After the events of Detective Comics #940, you’d expect Batman #7 to be a grim or sad affair. It’s two big losses in the space of a few weeks for the caped crusader, and the villains don’t believe in a time for mourning. Surprisingly, the first part of “Night of the Monster Men” is anything but glum, drawing tonal inspiration from Batman: The Animated Series and Ghostbusters. Weird, right?
Hugo Strange plays Dr. Frankenstein and creates monsters from dead people, but Batman #7 is the farthest thing from a horror story – and that’s a good sign. If Rebirth is going to succeed, it needs to be different from the New 52. While we’ve seen other characters, namely Superman and Green Arrow, go back to their older personalities, Batman’s always been the danger. He’s gloomy by nature, so what do you do with him?

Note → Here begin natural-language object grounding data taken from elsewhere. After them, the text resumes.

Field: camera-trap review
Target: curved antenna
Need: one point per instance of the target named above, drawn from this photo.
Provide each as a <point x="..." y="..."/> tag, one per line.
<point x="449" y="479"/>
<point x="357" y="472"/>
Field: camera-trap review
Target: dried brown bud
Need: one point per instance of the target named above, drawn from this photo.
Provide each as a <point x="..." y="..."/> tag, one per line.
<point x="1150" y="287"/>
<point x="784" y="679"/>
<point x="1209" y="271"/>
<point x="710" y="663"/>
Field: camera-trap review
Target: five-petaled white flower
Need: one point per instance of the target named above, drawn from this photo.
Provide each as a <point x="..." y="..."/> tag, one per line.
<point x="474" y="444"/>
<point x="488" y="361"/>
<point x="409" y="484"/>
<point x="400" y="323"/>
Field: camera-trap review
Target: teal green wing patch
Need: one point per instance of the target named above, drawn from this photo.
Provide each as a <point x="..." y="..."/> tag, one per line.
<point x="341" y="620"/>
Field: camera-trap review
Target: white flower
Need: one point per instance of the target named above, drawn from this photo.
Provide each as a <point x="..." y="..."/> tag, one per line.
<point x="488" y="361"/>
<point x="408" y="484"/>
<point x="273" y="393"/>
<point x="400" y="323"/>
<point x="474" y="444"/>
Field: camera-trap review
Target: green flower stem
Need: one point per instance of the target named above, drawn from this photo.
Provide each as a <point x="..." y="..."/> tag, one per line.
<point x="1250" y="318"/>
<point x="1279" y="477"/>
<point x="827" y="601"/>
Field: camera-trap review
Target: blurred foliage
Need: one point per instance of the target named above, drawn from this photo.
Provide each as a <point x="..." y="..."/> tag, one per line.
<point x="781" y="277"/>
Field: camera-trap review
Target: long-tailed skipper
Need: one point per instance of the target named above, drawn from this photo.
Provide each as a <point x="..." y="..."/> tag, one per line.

Tom King and Steve Orlando have the solution: keep the character’s roots dark, but lighten up the story and themes.
Building on the emotion shown in Detective Comics #940, King and Orlando’s Batman is unafraid of asking his allies for assistance, even if he’s wary of sending them into danger (especially Nightwing). We’ve always known that a compassionate, caring man resided behind the cowl, but this is one of the rare times where it’s so apparent. It’s a change – and a good one. Do we really need to have sad Batman all the time?
On the negative side, the artwork doesn’t do this story the justice it deserves. Observing the other bimonthly titles such as Aquaman, Superman, The Flash and Green Arrow, Batman’s style doesn’t stand out or grab you in the same way the others do. It feels unfinished and rushed, severely missing Greg Capullo’s distinctive touch.
So, is “Night of the Monster Men” the story that signals the real start of Rebirth Batman? It’s looking likely that it is. As much as I loved the previous era of Batman, it’s time for a new one. Let’s hope DC has faith in this direction and allows it to develop further.